Da "Il diario di uno psicopatico".
Il
collega stava per ribattere qualcosa,
quando la nostra attenzione fu richiamata da un insolito trambusto giù in
strada, a poca distanza dalla palazzina
in cui ci trovavamo in quel momento, situata in un quartiere periferico
di Senigallia, di fronte a degli impianti sportivi, in realtà una zona
tranquilla e poco frequentata in quel periodo dell'anno. Era infatti Dicembre
inoltrato, le giornate si erano notevolmente accorciate, tanto che erano le quattro
del pomeriggio e già il sole stava calando inesorabilmente. Un'auto
parcheggiata stava andando a fuoco, già si cominciava ad alzare una colonna di
fumo nero. Lì per lì pensai che non fosse niente di grave, a parte il danno
economico che avrebbe patito il proprietario per la perdita della sua auto, ma
alcuni particolari della scena fecero rendere conto sia me che il mio collega
che si stava consumando una tragedia. L'auto non era vuota, c'erano delle
persone a bordo. Senza neanche infilarci i soprabiti, ci precipitammo di sotto.

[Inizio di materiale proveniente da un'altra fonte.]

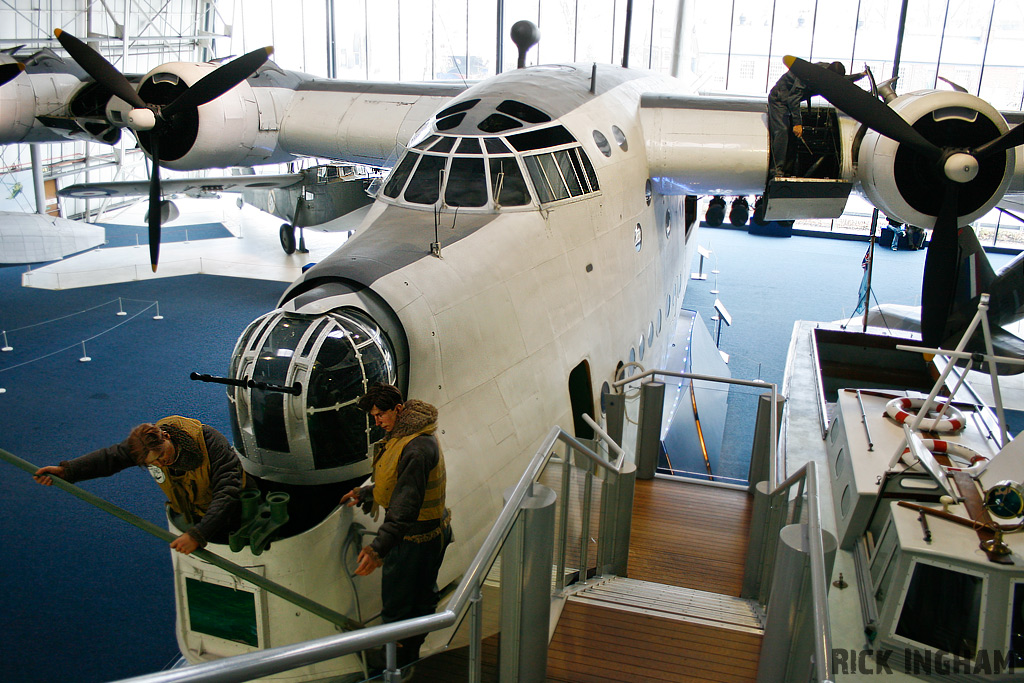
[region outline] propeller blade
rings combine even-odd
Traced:
[[[149,153],[152,156],[153,168],[149,174],[149,263],[156,272],[156,264],[160,258],[160,147],[159,135],[153,135],[149,141]]]
[[[944,185],[942,207],[935,218],[921,280],[921,341],[932,347],[938,347],[945,340],[946,320],[953,306],[960,266],[959,185],[955,182]]]
[[[25,65],[21,62],[12,62],[10,64],[0,64],[0,85],[8,81],[13,81],[18,74],[25,70]]]
[[[273,52],[273,47],[261,47],[211,71],[164,107],[163,115],[171,116],[183,109],[198,107],[217,99],[256,73],[256,69],[263,66]]]
[[[1024,123],[1018,123],[995,140],[990,140],[974,150],[974,157],[984,159],[1022,144],[1024,144]]]
[[[139,93],[135,91],[124,74],[114,68],[99,52],[59,28],[53,30],[53,35],[57,36],[57,40],[68,51],[71,58],[78,62],[78,65],[85,69],[86,73],[95,78],[97,83],[136,109],[146,108],[146,103],[139,97]]]
[[[797,78],[868,128],[913,147],[932,162],[942,157],[942,150],[914,130],[902,116],[845,77],[799,57],[787,55],[783,61]]]

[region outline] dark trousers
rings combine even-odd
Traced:
[[[384,558],[381,577],[381,620],[387,624],[433,614],[437,608],[437,572],[444,551],[451,543],[451,526],[425,543],[403,540]],[[398,641],[398,665],[410,664],[420,656],[426,635]]]
[[[768,96],[768,133],[771,136],[772,163],[776,170],[781,170],[786,163],[789,151],[790,128],[792,120],[789,108],[782,100]]]

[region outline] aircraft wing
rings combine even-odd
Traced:
[[[302,181],[301,173],[279,175],[232,175],[210,178],[168,178],[160,181],[164,194],[200,194],[203,192],[241,192],[291,187]],[[57,191],[62,197],[92,199],[95,197],[133,197],[149,194],[149,181],[112,183],[78,183]]]
[[[316,230],[319,232],[355,232],[362,227],[363,222],[370,213],[370,209],[373,208],[373,204],[367,204],[361,206],[354,211],[349,211],[344,216],[338,216],[333,218],[326,223],[320,223],[305,228],[306,230]]]
[[[291,98],[280,145],[297,156],[390,166],[396,148],[466,89],[461,83],[309,81]]]
[[[768,175],[765,101],[645,94],[640,100],[651,178],[666,194],[761,194]],[[670,191],[671,190],[671,191]]]
[[[101,245],[105,238],[106,231],[91,223],[0,211],[0,263],[56,261]]]
[[[1004,195],[1002,201],[1000,201],[996,206],[1000,209],[1015,213],[1018,216],[1024,216],[1024,195]]]

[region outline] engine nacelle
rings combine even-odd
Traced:
[[[174,101],[188,87],[217,68],[216,64],[170,62],[150,71],[139,85],[139,95],[151,104]],[[290,161],[278,143],[280,114],[290,101],[299,79],[270,65],[211,102],[175,115],[161,134],[161,165],[187,171],[227,166],[252,166]],[[127,126],[132,107],[113,97],[107,117]],[[151,133],[136,131],[149,152]]]
[[[925,138],[943,148],[972,149],[1008,130],[992,105],[962,92],[922,90],[890,104]],[[1017,151],[980,162],[977,177],[958,184],[959,225],[985,215],[1014,177]],[[932,228],[946,182],[940,169],[906,145],[867,130],[857,154],[856,175],[864,194],[889,218]]]
[[[0,54],[0,63],[13,62]],[[69,103],[82,81],[74,74],[55,70],[25,73],[0,86],[0,145],[30,142],[61,142],[89,135],[74,120]],[[109,128],[101,124],[103,128]],[[114,136],[116,139],[116,135]]]

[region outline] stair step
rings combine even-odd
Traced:
[[[720,628],[761,634],[763,623],[754,602],[730,595],[649,581],[611,577],[574,593],[570,600]]]

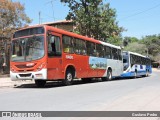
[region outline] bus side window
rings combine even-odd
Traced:
[[[96,56],[95,44],[87,41],[86,46],[87,46],[87,55]]]
[[[132,59],[133,59],[133,64],[136,64],[136,56],[135,55],[131,55],[132,56]]]
[[[113,59],[118,60],[118,50],[116,48],[112,48]]]
[[[107,59],[112,59],[112,54],[111,54],[111,48],[110,47],[108,47],[108,46],[105,46],[105,58],[107,58]]]
[[[77,38],[75,38],[74,40],[75,40],[74,51],[75,51],[76,54],[80,54],[80,40],[77,39]]]
[[[84,40],[80,40],[80,41],[81,41],[81,46],[80,46],[81,54],[82,55],[87,55],[87,52],[86,52],[86,42]]]
[[[122,60],[122,53],[121,53],[121,50],[118,50],[118,57],[119,57],[119,60]]]
[[[48,39],[48,56],[61,56],[60,37],[50,35]]]
[[[75,53],[86,55],[86,42],[78,38],[75,38],[74,41],[75,41],[75,46],[74,46]]]
[[[73,54],[74,53],[73,48],[74,48],[73,38],[64,35],[63,36],[63,52]]]
[[[104,47],[101,44],[96,44],[96,56],[97,57],[104,57]]]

Sergio prese il primo estintore che gli
capitò tra le mani, io feci altrettanto e gridai al piantone, passando avanti
alla sua guardiola, di chiamare ambulanza e pompieri. Giunti vicino all'auto in
fiamme, una Peugeot 207, potemmo verificare l'efficienza degli estintori in
nostra dotazione. Il mio era completamente scarico, mentre quello che aveva in
mano il commissario Adinolfi riuscì a soffocare le fiamme quel tanto che bastò
a vedere che per la persona seduta sul lato del guidatore c'era ben poco da
fare. Poi, esalato l'ultimo spruzzo di schiuma, le fiamme finirono la loro
opera riducendo l'auto ad uno scheletro
annerito. Fortunatamente, si fa per dire, il veicolo doveva essere alimentato a
gasolio, per cui non ci fu alcuna esplosione. Giunsero i pompieri a sirene
spiegate e in una frazione di secondo estinsero le ultime lingue di fuoco. Poco
più in là, il personale del 118 stava prestando soccorso a un individuo, che
ancora teneva in mano un tubo metallico e che si era leggermente ustionato al
volto. A terra, in stato di incoscienza, una persona, che capii essere una
donna. Con tutta probabilità, era uscita dall'abitacolo dal lato del
passeggero, si era trascinata per qualche metro avvolta dalle fiamme, poi si
era accasciata inerme. Mi diedi della
stupida, se non avessi perso tempo con l'estintore, mi sarei potuta accorgere
di lei, gettarle qualcosa addosso per soffocare le fiamme, per evitarle atroci
sofferenze. Ma nella confusione non avevo fatto neanche caso alle sue urla. I
paramedici la rigirarono delicatamente, uno di loro poggiò due dita sul collo e disse all'altro:
«E' ancora viva! Forza, diamoci da fare.»
Il
secondo paramedico scosse la testa.
«Non
possiamo fare niente, è in condizioni pietose. Se si salverà rimarrà sfigurata
per sempre. Diamole l'ossigeno e chiamiamo l'eliambulanza, la trasporteranno al
centro grandi ustionati...»
La
scena era raccapricciante, avevo i crampi allo stomaco e stavo per vomitare, ma
mi feci coraggio, mi avvicinai al mio collega, che continuava a guardare
allibito il cadavere carbonizzato della persona rimasta all'interno della
vettura, e cercai di scuoterlo riportandolo alla realtà.
«Coraggio,
Sergio, non potevamo fare niente di più. Cerchiamo di capire piuttosto che
cos'è successo. Dobbiamo interrogare l'individuo con quella spranga in mano,
prima che lo portino al pronto soccorso. Sentiamo che cos'ha da dire! Mentre tu
ti fai dare le sue generalità, io chiamo Cimino. Qualche rilievo della
Scientifica ci potrà sicuramente essere utile.»